4. Can Matt Adams Be a True, Everyday First Baseman?
No one doubts Matt Adams' raw power and hitting ability, but some question how good he will be over the course of an entire season. First base is his for now, so he needs to hit lefties or end up in a platoon. In very limited MLB plate appearances (73) against southpaws, Adams owns a .208 average and ugly .594 OPS. Supporters believe experience will help, while detractors think he should stick to only facing right-handed pitchers.
3. Will Peter Bourjos Be the Starting Center Fielder?

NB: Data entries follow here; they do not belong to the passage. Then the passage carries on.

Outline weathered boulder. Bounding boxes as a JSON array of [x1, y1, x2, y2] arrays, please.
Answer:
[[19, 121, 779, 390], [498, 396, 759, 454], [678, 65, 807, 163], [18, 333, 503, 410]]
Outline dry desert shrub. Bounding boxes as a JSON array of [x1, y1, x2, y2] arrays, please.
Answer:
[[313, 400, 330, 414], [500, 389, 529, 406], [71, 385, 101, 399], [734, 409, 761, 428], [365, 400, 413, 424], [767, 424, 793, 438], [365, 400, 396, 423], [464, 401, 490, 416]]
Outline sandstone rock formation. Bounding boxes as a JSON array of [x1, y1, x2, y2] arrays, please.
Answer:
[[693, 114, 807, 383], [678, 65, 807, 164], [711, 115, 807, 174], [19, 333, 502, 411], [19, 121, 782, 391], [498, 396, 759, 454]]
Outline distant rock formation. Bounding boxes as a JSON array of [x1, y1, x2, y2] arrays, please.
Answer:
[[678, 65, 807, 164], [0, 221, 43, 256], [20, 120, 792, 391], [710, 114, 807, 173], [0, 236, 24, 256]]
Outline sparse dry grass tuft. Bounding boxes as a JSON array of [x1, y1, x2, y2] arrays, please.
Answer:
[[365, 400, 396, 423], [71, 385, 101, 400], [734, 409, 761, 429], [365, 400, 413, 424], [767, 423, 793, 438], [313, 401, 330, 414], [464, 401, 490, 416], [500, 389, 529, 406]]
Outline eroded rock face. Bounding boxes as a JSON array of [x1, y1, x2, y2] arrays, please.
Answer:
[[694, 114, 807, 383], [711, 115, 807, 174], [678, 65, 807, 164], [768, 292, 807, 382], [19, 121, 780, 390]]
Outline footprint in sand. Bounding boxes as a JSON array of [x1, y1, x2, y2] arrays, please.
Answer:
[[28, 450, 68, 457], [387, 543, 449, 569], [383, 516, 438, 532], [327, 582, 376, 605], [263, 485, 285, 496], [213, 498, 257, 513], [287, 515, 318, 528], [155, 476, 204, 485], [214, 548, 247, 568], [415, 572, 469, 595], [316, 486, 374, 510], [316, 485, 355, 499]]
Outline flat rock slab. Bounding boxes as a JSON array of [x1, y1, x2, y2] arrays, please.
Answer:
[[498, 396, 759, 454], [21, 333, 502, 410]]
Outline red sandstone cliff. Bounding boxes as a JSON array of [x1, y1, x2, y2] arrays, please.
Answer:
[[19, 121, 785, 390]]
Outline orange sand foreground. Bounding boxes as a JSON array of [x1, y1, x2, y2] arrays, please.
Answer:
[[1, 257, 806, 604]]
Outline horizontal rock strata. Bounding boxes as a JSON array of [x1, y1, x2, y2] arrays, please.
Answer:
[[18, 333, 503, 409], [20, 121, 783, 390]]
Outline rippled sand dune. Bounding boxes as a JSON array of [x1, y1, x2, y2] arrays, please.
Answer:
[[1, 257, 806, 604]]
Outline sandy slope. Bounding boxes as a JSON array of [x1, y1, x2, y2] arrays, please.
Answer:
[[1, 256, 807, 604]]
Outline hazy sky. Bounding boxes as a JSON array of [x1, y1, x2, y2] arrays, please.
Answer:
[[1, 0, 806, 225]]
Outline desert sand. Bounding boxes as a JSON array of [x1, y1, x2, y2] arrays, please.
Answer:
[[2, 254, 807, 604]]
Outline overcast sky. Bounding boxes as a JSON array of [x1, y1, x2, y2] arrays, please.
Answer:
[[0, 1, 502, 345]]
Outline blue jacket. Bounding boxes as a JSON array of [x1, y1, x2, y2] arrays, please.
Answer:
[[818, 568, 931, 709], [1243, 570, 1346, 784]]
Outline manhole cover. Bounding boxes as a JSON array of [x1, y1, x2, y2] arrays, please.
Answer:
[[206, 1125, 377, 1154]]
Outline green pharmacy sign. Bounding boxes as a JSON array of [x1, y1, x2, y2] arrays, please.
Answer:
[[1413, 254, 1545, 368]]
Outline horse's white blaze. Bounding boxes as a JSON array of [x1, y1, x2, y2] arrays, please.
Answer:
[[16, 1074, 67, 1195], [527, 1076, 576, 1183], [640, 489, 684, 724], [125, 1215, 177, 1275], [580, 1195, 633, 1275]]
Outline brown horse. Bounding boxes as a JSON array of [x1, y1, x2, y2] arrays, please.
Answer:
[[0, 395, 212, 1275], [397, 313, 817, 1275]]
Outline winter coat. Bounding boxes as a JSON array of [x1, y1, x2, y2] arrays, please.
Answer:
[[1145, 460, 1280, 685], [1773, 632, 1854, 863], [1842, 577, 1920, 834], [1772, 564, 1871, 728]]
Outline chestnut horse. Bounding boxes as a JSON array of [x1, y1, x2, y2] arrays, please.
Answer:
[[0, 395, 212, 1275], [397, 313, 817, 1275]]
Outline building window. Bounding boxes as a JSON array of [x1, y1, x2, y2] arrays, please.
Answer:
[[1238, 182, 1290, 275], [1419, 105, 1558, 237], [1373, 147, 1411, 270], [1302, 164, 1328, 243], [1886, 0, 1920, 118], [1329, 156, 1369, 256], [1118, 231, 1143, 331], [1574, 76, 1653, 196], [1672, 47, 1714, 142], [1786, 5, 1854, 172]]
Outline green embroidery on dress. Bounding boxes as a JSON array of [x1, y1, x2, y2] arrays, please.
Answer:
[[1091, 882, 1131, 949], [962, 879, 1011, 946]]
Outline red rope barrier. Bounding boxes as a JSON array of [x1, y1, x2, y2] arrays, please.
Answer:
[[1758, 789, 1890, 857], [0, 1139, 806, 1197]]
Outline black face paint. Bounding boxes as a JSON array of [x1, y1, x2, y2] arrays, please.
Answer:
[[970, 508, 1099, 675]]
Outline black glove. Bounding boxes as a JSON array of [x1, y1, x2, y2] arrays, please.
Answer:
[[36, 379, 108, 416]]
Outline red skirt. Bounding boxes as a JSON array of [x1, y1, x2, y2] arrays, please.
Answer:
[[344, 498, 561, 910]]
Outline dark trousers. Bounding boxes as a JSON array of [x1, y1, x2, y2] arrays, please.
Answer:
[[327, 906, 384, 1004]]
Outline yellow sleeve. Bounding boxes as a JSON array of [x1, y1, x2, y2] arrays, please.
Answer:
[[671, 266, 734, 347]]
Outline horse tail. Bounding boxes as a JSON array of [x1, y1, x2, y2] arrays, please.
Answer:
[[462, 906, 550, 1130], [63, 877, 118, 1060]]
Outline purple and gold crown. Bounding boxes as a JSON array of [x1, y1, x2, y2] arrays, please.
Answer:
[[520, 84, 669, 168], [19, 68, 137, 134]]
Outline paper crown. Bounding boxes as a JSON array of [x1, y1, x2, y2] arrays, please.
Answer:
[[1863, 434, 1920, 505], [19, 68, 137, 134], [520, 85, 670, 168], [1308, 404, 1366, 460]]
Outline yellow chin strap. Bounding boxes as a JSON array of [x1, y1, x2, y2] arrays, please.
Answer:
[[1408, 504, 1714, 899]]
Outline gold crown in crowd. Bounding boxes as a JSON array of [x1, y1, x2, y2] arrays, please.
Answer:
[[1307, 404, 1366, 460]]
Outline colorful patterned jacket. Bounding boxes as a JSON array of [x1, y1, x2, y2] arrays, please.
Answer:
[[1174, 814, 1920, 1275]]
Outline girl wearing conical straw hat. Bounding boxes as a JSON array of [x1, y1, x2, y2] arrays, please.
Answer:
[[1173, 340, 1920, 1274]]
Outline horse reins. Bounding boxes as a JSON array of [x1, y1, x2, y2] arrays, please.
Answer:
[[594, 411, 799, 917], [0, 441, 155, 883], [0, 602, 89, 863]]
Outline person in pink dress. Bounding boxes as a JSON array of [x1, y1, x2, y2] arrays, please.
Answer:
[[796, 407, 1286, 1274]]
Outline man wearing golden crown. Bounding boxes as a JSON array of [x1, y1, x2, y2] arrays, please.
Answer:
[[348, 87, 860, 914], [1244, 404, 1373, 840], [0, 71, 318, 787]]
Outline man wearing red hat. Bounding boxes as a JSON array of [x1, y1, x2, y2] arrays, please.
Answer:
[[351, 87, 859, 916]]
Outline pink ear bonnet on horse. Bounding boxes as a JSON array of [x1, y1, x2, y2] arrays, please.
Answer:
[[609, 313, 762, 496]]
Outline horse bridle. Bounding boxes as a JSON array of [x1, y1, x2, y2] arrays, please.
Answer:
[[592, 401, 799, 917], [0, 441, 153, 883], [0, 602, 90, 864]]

Acquired in a trade, Peter Bourjos is a terrific center fielder. His offensive skills, outside of stealing bases, are below-average, but he makes up for it on defense. If the Cardinals are truly committed to improving their outfield defense, he's hands down the choice over Jon Jay. The biggest threat could be hot prospect, Oscar Taveras. If Taveras shows he's ready for the big stage, they may be quick to install him in center, especially if Bourjos struggles to get on base.
2. Is Mark Ellis a Better Fit at Second Base Over Kolten Wong?
It would be unfair to judge Kolten Wong on his 62 plate appearances last season and subsequent .153 average. At the same time, with a team that is ready for a World Series, a consistent veteran like Mark Ellis is extremely valuable. Wong has the inside track, but it may not take much for Ellis to step in. Ellis won't be great at anything, he'll just do everything well.
1. Which Pitcher Won't Be in the Rotation?
The Cardinals have the greatest problem every team wants: too much pitching. Adam Wainwright is a lock. Assuming Jamie Garcia is healthy, he'll be in the rotation and Michael Wacha has earned his spot as well. That leaves Lance Lynn, Joe Kelly and Shelby Miller as favorites for the final two spots. Some in the organization got down on Miller at the end of last year, but he has the highest ceiling. If they all come up short or get hurt, St. Louis has even more arms to fill in effectively.